Ronny Malavia Mardani, M. Moeljadi, Sumiati Sumiati, Nur Khusniyah Indrawati
Purpose: This paper aims to examine the determinants of capital structure.
Theoretical framework: There is an essential gap in modern finance theory on the issue of corporate debt policy, where contemporary theory cannot explain the company’s choice of capital structure composition (Myers, 1977). Myers (1984) claimed that we have a limited understanding of capital structure. We have no idea how corporations determine whether debt, equity, or hybrid securities to issue. Furthermore, Thies & Klock (1992) claimed that capital structure is one of the most divisive topics in finance.
Design/methodology/approach: A hundred and three companies were observed 618 times, applying multiple regression to find out the determinants of capital structure in manufacturing companies in Indonesia from 2011 to 2017.
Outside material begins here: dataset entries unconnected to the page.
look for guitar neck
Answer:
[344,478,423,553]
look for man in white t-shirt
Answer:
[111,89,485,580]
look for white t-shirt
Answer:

Findings: This study disclosed that five capital structure determinants (firm size, profitability, debt tax shield, growth, and liquidity) significantly affected capital structure. Firm size, debt tax shield, and growth positively correlated with capital structure, while profitability and liquidity negatively correlated with capital structure. Firm size was inequivalent with expectations, indicating that managers take advantage of firm size to increase their debt. Likewise, growth was not analogous with expectations, indicating that the company was taking advantage of its growth opportunities to increase debt. On the other hand, profitability, debt tax shield, and liquidity had the desired direction of the relationship. Furthermore, the other two variables, firm age and business risk, had no significant effect on capital structure, alluding that they were improper variables to explain variations in the sample companies’ capital structure.
Research, Practical & Social implications: The study focused on manufacturing companies listed on the Indonesia Stock Exchange, consisting of various industrial sectors and sub-sectors or heterogeneous. Thus, recruiting homogenous samples is recommended to generalize Indonesians’ sub-sector companies. In addition, the findings suggested that the management needed to pay attention to firm size, profitability, debt tax shield, growth, and liquidity to determine the composition of its capital structure.
Originality/value: Manufacturing companies listed on the Indonesia Stock Exchange were recruited as the sample of the study. However, the controversies and inconsistencies of the results are still debatable.